Dernier des cinq opéras en un acte commandés au jeune Rossini et créé en 1813, Il Signor Bruschino reprend les différents ingrédients de la farsa giocosa, et offre une soirée truculente aux spectateurs, malgré l’absence de mise en scène. Se retrouvent en effet dans cet opéra tous les ingrédients qui font le succès du compositeur : une intrigue à la fois complexe et compréhensible, des personnages stéréotypés et une musique alternant beau chant, crescendos et scènes d’ensemble.

L’intrigue est une succession de quiproquos et de manigances où deux amants, Sofia et Florville, tentent de forcer le destin, en l’occurrence le père de la jeune fille qui refuse l’union de sa fille. Florville se fait donc passer pour le fils du Signor Bruschino. S’ensuivent de savoureuses scènes de quiproquos magnifiquement interprétés par les chanteurs, mais aussi le chef d’orchestre qui devient alors le confident de leurs projets.

Sous la direction précise et vigoureuse d’Enrique Mazzola qui semble sculpter la musique pour mieux en faire ressortir les aspérités, l’orchestre national d’Ile-de-France, malgré son effectif réduit, fait ressortir dès les premières notes le côté comique de l’opéra, tout en montrant un plaisir gourmand à jouer cette musique légère et chatoyante. Les airs virtuoses sont soutenus par l’orchestre, tout comme le magnifique solo de hautbois qui introduit l’air de Sofia.

Le plateau vocal est dominé par Alessandro Corbelli, incarnant Il Signor Bruschino, qui dès son entrée scande avec sa canne les coups d’archet des musiciens sur leurs pupitres. S’il répète inlassablement qu’il fait chaud, « Oh, che caldo ! », il projette sa voix sans effort pour épouser les différentes étapes de son rôle. Cajolé puis rejeté par Sofia, ridiculisé par celui qui se fait passer pour son fils et par Gaudenzio, puis tenant sa revanche quand il comprend la situation, il est à la fois drôle et émouvant et livre un jeu d’une grande finesse et une voix d’une grande profondeur.

Face à lui, Domenico Balzani interprète un Gaudenzio sûr de lui et dont le timbre et les intonations comiques évitent de sombrer dans la vulgarité.
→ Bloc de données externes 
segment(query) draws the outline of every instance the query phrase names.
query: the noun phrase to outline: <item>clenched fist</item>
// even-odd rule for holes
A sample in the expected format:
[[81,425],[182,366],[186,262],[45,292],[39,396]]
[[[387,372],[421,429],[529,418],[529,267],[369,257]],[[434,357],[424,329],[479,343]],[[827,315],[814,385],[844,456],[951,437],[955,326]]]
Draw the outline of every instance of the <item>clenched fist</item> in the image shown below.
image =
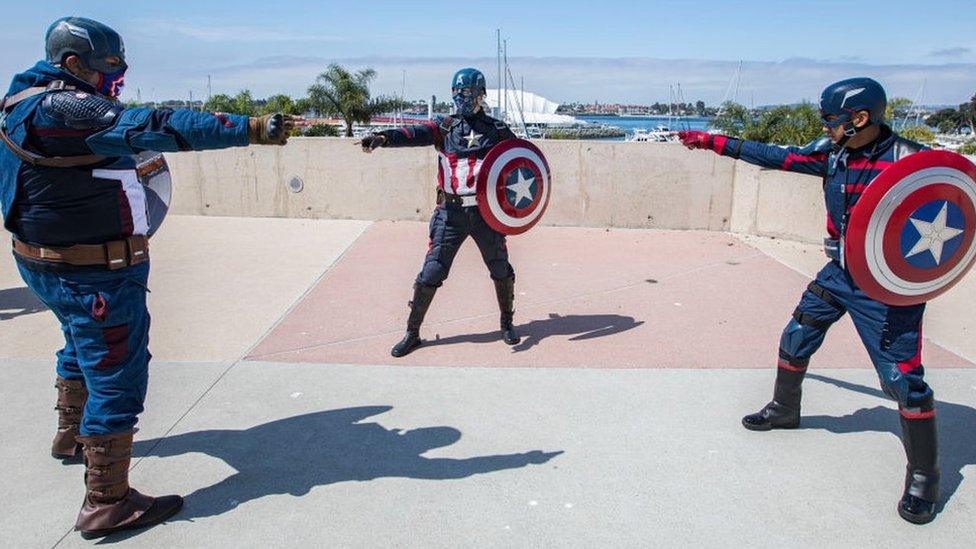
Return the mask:
[[678,132],[681,144],[689,149],[711,149],[714,137],[708,132],[694,130]]
[[305,122],[300,116],[266,114],[247,120],[247,141],[252,145],[284,145],[293,129]]
[[382,147],[385,144],[386,136],[379,133],[371,133],[362,138],[358,143],[363,148],[364,153],[371,153],[374,149]]

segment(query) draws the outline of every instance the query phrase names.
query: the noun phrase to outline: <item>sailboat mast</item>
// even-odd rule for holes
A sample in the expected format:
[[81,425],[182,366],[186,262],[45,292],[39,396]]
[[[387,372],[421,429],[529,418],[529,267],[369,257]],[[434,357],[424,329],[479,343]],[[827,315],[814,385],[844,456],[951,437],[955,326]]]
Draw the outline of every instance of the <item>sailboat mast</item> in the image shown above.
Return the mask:
[[502,73],[502,97],[505,98],[505,112],[502,114],[501,119],[506,120],[508,118],[508,39],[502,40],[502,55],[504,56],[505,69]]
[[495,116],[501,116],[502,112],[502,31],[501,29],[495,29],[495,61],[498,63],[498,82],[499,86],[496,91],[497,100],[495,101]]

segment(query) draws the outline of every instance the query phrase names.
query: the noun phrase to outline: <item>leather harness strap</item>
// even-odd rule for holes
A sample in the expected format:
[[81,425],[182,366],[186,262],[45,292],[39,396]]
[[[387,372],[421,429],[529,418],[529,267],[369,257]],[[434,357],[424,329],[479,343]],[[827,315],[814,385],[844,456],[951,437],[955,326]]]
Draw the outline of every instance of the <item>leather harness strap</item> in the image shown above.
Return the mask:
[[49,168],[76,168],[79,166],[89,166],[92,164],[97,164],[106,159],[106,157],[98,154],[85,154],[79,156],[52,156],[46,157],[41,156],[36,153],[32,153],[20,145],[14,143],[13,139],[7,135],[7,124],[6,124],[6,113],[14,107],[14,105],[24,101],[25,99],[30,99],[31,97],[41,95],[48,92],[62,91],[62,90],[75,90],[74,86],[67,86],[61,80],[55,80],[47,86],[36,86],[33,88],[27,88],[23,91],[15,93],[13,95],[8,95],[3,98],[0,102],[0,141],[10,149],[10,152],[14,153],[17,158],[31,164],[32,166],[46,166]]

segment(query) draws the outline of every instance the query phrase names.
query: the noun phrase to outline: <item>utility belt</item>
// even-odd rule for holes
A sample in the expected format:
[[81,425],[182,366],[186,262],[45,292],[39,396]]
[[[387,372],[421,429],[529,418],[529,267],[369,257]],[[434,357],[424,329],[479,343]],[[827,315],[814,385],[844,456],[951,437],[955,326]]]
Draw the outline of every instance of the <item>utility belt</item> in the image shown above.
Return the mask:
[[124,269],[149,260],[149,239],[131,236],[104,244],[73,246],[34,246],[13,239],[14,253],[20,257],[76,266],[102,266],[110,271]]
[[478,205],[478,197],[473,194],[452,194],[444,192],[443,189],[437,189],[437,205],[440,206],[441,204],[451,204],[452,206],[470,208]]

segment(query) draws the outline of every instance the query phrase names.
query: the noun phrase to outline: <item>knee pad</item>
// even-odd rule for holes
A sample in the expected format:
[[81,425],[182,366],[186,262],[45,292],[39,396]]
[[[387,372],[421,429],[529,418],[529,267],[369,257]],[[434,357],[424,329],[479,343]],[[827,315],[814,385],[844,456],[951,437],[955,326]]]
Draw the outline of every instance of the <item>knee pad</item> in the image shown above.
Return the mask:
[[910,407],[908,403],[908,380],[896,368],[887,372],[878,372],[878,381],[881,382],[881,390],[891,400],[905,408]]
[[809,359],[811,352],[807,347],[809,347],[811,340],[817,339],[818,335],[819,330],[800,324],[795,318],[791,319],[786,328],[783,329],[783,335],[779,339],[780,358]]
[[424,268],[417,275],[417,283],[424,286],[440,287],[447,280],[447,269],[440,261],[432,260],[424,263]]

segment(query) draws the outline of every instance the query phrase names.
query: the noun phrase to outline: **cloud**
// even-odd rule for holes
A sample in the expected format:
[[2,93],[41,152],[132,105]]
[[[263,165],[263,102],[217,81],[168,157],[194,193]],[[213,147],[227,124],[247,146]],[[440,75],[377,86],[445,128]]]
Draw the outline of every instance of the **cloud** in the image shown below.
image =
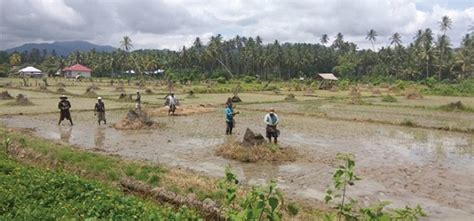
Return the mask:
[[418,29],[439,32],[443,15],[453,20],[448,35],[459,45],[474,22],[470,1],[415,0],[0,0],[0,49],[27,42],[88,40],[118,46],[122,36],[135,48],[180,49],[196,37],[221,33],[259,35],[265,42],[319,42],[341,32],[359,48],[369,29],[378,33],[376,47],[394,32],[404,43]]

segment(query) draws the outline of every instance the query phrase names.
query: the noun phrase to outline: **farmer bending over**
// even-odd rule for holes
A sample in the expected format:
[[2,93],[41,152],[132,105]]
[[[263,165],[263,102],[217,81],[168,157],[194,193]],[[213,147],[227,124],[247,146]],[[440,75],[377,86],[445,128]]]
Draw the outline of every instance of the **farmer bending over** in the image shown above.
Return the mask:
[[140,91],[137,90],[137,98],[135,99],[135,109],[142,110],[142,96],[140,95]]
[[226,105],[225,108],[225,122],[227,127],[225,129],[226,135],[232,134],[232,129],[235,126],[234,116],[237,115],[239,112],[234,112],[232,105]]
[[58,125],[61,125],[61,122],[64,119],[68,119],[69,122],[71,122],[71,126],[74,125],[72,123],[71,113],[69,112],[69,109],[71,108],[71,103],[69,103],[69,101],[67,100],[66,95],[61,95],[59,99],[61,99],[61,101],[59,101],[58,109],[61,110],[61,115],[59,116]]
[[277,129],[278,123],[278,115],[275,114],[275,110],[273,108],[270,108],[270,112],[265,115],[265,124],[267,125],[267,138],[270,143],[272,142],[273,137],[275,144],[277,144],[278,136],[280,135],[280,131]]
[[104,121],[104,124],[107,124],[107,120],[105,120],[105,104],[104,102],[102,102],[101,97],[97,98],[97,103],[95,103],[94,111],[94,115],[97,116],[97,122],[99,122],[99,125],[101,121]]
Son air sur la tendresse paternelle s’avère profondément touchant.

Chantal Santon-Jeffery nous livre une Sofia dont la voix s’affirme au fur et à mesure. Si les aigus sont parfois voilés, son timbre coloré, sa prononciation précise, ses vocalises maitrisées et projetées ainsi que sa présence scénique – truculente scène où elle tente d’amadouer Il Signor Bruschino – en font l’un des personnages principaux de cette soirée. Son « Ah donate il caro sposo » est particulièrement réussi.
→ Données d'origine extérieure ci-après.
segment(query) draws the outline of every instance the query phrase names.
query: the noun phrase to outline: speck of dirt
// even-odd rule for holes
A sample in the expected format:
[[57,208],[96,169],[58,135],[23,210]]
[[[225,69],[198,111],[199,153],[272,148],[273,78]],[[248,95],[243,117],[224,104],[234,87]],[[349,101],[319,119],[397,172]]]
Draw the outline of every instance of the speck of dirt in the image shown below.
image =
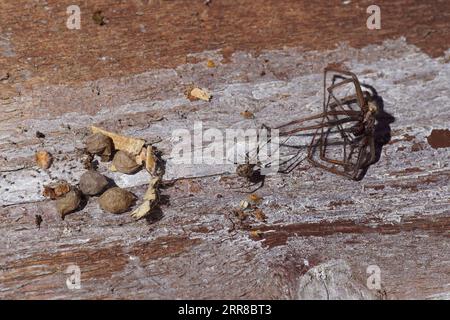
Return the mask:
[[232,46],[227,46],[225,48],[222,48],[222,61],[221,63],[226,64],[231,62],[231,57],[233,56],[235,49]]
[[433,149],[448,148],[450,147],[450,130],[433,129],[427,141]]
[[44,139],[44,138],[45,138],[45,134],[43,134],[43,133],[40,132],[40,131],[36,131],[36,138]]
[[92,20],[94,20],[95,24],[99,26],[104,26],[106,24],[105,17],[103,16],[103,12],[101,10],[97,10],[92,15]]
[[418,152],[418,151],[422,151],[425,147],[421,144],[421,143],[414,143],[411,146],[411,152]]
[[34,216],[34,222],[36,223],[36,227],[38,229],[41,229],[42,216],[40,214],[35,215]]

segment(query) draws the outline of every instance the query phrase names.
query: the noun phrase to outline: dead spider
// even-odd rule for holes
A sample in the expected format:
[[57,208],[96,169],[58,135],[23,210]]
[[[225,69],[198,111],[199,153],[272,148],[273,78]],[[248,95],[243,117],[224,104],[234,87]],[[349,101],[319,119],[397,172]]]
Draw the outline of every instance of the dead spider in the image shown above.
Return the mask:
[[[330,74],[331,85],[327,86]],[[360,180],[375,160],[377,112],[376,94],[363,91],[354,73],[327,67],[324,70],[323,112],[275,129],[280,130],[280,137],[315,130],[308,147],[308,161],[334,174]],[[303,125],[314,120],[319,122]]]
[[[263,127],[262,129],[266,129]],[[260,142],[259,142],[259,134],[257,135],[257,146],[256,149],[253,151],[248,151],[245,153],[245,163],[236,163],[236,170],[235,173],[239,178],[245,179],[245,182],[238,186],[235,189],[242,189],[242,188],[251,188],[256,186],[256,188],[253,188],[252,190],[248,191],[241,191],[243,193],[254,193],[260,188],[264,186],[265,181],[265,175],[262,174],[261,169],[263,167],[263,164],[259,160],[259,149],[260,149]],[[252,155],[250,156],[250,153]]]

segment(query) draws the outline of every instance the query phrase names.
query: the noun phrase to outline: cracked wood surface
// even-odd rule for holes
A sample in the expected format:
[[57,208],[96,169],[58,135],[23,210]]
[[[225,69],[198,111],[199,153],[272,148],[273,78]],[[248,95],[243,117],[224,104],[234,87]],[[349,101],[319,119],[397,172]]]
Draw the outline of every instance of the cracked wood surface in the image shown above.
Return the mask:
[[[341,259],[351,269],[349,281],[367,291],[358,297],[448,299],[450,149],[427,140],[450,122],[448,5],[381,3],[383,28],[370,33],[365,2],[337,2],[331,16],[328,5],[316,2],[202,2],[183,10],[179,1],[156,9],[140,1],[87,4],[82,12],[100,8],[109,23],[83,28],[71,43],[76,52],[65,43],[64,1],[47,1],[59,12],[54,19],[46,18],[44,3],[23,1],[22,21],[12,2],[2,2],[0,64],[10,76],[0,81],[0,297],[305,298],[299,279]],[[407,14],[396,17],[400,9]],[[157,22],[142,29],[149,17]],[[22,29],[37,24],[43,27],[25,41]],[[338,24],[342,32],[330,33]],[[147,41],[133,41],[135,29]],[[101,56],[116,60],[100,63]],[[246,195],[235,189],[241,181],[229,174],[234,165],[172,162],[174,129],[192,131],[198,121],[205,129],[276,125],[319,111],[322,70],[331,62],[373,85],[395,117],[390,141],[362,181],[304,162],[266,178],[258,191],[266,222],[239,223],[230,213]],[[207,88],[212,101],[187,100],[190,84]],[[244,119],[244,110],[255,119]],[[54,179],[78,181],[77,148],[89,125],[147,141],[160,137],[163,178],[192,179],[167,185],[148,221],[104,213],[95,198],[62,221],[42,187]],[[55,156],[48,171],[35,167],[40,149]],[[125,176],[104,164],[99,170],[143,196],[144,172]],[[43,218],[40,229],[35,215]],[[81,268],[80,290],[66,287],[72,264]],[[369,265],[381,269],[381,293],[364,288]]]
Maxim Mironov nous livre un Florville tout en nuances et dont la voix s’affirme au long de la soirée. Doté d’un timbre particulier, d’un phrasé délicat et d’une voix claire, il s’impose progressivement face à son potentiel beau-père et son prétendu père.

Enfin, Sophie Pondjiclis livre une Marianna effrontée et insolente, Christian Senn un Filiberto adroit et rusé, Tomasz Kumiega un commissaire trop sûr de lui et peu efficace et Joao Pedro Cabral un Bruschino fils apeuré par la colère paternelle.

Cette soirée où l’on rit beaucoup et où règnent les quiproquos et les scènes burlesques, dans la droite ligne de Beaumarchais, doit sa réussite en grand partie à l’engagement scénique et vocal de tous.